The Node.js Way of Doing Things
To understand how Node.js changes the method demonstrated in the preceding section into a nonblocking, asynchronous model, first look at the setTimeout function in JavaScript. This function takes a function to call and a timeout after which it should be called:
// blah setTimeout(function () { console.log("I've done my work!"); }, 2000); console.log("I'm waiting for all my work to finish.");
If you run the preceding code, you see the following output:
I'm waiting for all my work to finish. I've done my work!
I hope this is not a surprise to you: The program sets the timeout for 2000ms (2s), giving it the function to call when it fires, and then continues with execution, which prints out the “I’m waiting...” text. Two seconds later, you see the “I’ve done...” message, and the program then exits.
Now, look at a world where any time you call a function that needs to wait for some external resource (database server, network request, or file system read/write operation), it has a similar signature. That is, instead of calling fopen(path, mode) and waiting, you would instead call fopen(path, mode, function callback(file_handle) { ... }).
Now rewrite the preceding synchronous script using the new asynchronous functions. You can actually enter and run this program with node from the command line. Just make sure you also create a file called info.txt that can be read.
var fs = require('fs'); // this is new, see explanation var file; var buf = new Buffer(100000); fs.open( 'info.txt', 'r', function (handle) { file = handle; } ); fs.read( // this will generate an error. file, buffer, 0, 100000, null, function () { console.log(buf.toString()); file.close(file, function () { /* don't care */ }); } );
The first line of this code is something you haven’t seen just yet: The require function is a way to include additional functionality in your Node.js programs. Node comes with a pretty impressive set of modules, each of which you can include separately as you need functionality. You will work further with modules frequently from now on; you learn about consuming them and writing your own in Chapter 5, “Modules.”
If you run this program as it is, it throws an error and terminates. How come? Because the fs.open function runs asynchronously; it returns immediately, before the file has been opened, and you have the handle value returned to you. The file variable is not set until the file has been opened and the handle to it has been received in the callback specified as the third parameter to the fs.open function. Thus, it is still undefined when you try to call the fs.read function with it immediately afterward.

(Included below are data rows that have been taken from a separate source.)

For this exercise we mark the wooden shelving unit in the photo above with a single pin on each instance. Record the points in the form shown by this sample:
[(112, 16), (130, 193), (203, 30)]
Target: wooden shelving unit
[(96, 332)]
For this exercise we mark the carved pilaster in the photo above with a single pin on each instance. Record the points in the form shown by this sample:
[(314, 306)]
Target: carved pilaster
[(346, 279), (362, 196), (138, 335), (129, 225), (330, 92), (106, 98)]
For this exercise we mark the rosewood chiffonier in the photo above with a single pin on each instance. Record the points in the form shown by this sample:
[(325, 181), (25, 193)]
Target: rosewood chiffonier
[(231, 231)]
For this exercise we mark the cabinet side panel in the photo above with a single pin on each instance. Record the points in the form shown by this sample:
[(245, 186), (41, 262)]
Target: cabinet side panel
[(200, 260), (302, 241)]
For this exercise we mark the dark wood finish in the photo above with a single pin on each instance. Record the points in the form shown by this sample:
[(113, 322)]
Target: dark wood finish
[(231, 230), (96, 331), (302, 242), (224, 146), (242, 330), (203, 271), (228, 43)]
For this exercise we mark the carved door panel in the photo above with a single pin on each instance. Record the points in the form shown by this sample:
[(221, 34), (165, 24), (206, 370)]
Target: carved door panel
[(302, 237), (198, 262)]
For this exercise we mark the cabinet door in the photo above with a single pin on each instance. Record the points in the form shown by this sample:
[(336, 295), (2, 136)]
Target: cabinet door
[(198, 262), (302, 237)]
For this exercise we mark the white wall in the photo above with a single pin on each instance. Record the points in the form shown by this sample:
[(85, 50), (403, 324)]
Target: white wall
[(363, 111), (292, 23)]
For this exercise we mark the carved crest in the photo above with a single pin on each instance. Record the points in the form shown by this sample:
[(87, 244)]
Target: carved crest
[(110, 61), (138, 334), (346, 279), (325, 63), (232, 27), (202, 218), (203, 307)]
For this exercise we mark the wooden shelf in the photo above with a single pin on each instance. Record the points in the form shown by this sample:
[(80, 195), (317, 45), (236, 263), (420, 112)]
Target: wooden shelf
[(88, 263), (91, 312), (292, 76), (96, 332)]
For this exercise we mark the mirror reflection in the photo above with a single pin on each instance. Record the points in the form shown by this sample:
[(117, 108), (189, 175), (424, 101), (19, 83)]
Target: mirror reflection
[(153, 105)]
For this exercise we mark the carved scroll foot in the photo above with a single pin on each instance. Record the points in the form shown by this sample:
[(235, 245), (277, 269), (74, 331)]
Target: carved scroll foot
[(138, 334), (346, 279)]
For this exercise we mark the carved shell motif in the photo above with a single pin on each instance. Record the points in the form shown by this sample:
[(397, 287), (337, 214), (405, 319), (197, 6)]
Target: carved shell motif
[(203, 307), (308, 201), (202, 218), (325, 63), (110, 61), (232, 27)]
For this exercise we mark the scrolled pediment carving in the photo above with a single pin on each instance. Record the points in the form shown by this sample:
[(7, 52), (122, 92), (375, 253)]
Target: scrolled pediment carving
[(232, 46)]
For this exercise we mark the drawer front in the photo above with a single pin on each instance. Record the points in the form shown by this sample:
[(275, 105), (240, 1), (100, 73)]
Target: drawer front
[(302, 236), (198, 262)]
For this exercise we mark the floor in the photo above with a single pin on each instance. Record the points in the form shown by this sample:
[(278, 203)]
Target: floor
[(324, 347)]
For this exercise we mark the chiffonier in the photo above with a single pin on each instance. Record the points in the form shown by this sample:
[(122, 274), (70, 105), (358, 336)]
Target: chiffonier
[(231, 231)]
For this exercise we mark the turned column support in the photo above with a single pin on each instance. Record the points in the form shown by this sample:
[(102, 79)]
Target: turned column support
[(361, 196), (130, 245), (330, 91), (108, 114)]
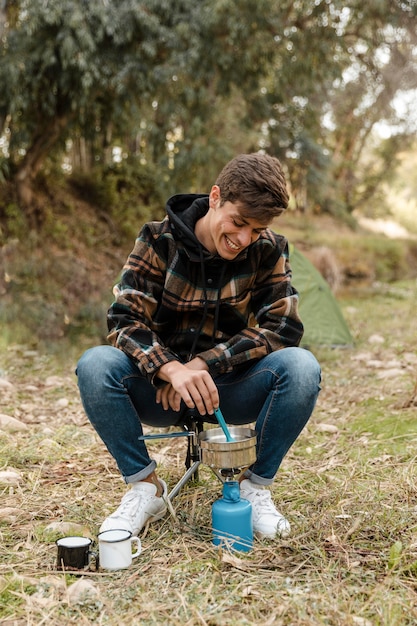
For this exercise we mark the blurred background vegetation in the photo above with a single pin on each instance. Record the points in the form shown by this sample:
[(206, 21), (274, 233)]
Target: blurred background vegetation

Fixing this program is easy:
var fs = require('fs'); fs.open( 'info.txt', 'r', function (err, handle) { // we'll see more about the err param in a bit var buf = new Buffer(100000); fs.read( handle, buf, 0, 100000, null, function (err, length) { console.log(buf.toString('utf8', 0, length)); fs.close(handle, function () { /* don't care */ }); } ); } );
The key way to think of how these asynchronous functions work is something along the following lines:
- Check and validate parameters.
- Tell the Node.js core to queue the call to the appropriate function for you (in the preceding example, the operating system open or the read function), and to notify (call) the provided callback function when there is a result.
- Return to the caller.
You might be asking: If the open function returns right away, why doesn’t the node process exit immediately after that function has returned? The answer is that Node operates with an event queue; if there are pending events for which you are awaiting a response, it does not exit until your code has finished executing and there are no events left on that queue. If you are waiting for a response (either to the open or the read function calls), it waits. See Figure 3.2 for an idea of how this scenario looks conceptually.
Figure 3.2. As long as there is code executing or somebody is waiting for something, Node runs.